The film is about dreams and going after them. In one scene, a sea of fans are grieving the loss of actor Mitr Chaibancha, who fell from a helicopter ladder while filming a stunt at 36. Boss and lead dubber of this troupe Manit (Sukollawat) is seen bawling and aching. He idolised Mitr. On a film set, Mitr had once patted Manit and said ‘I look good (on screen) because of your voice’. Mitr’s death fires up Manit to try and save its troupe from folding up.
If you’ve idolised a movie star, this film will speak to you. Mitr Chaibancha was Thailand’s biggest star, known for fighting bad guys and being a doting lover and a trusted friend. Thai cinema which was shot without sound on the cheaper 16mm stock switched to the higher quality 35 mm after his death.
Other dreamers are Kao (Jiirayu), a technician who has big screen ambitions, and Ruangkhae (Nuengthida), who joins the all-male troupe to dub for female parts but is steadfast in her goal of buying a typewriter and becoming a company secretary.
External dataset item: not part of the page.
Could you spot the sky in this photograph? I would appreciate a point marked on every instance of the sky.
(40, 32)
She has no time for love and we couldn’t be more glad. The romantic rivalry was just out of place.
You have to endure a tepid first half to get here. I enjoyed road-tripping through jungles and paddy fields, admired the live voice-over, the tu-tu-tu for firing a gun especially. At times, they bypassed the script to vent their bittersweet feelings between film screenings. The magic of outdoor cinema was also there. Yet, the film gets emotionally engaging only later.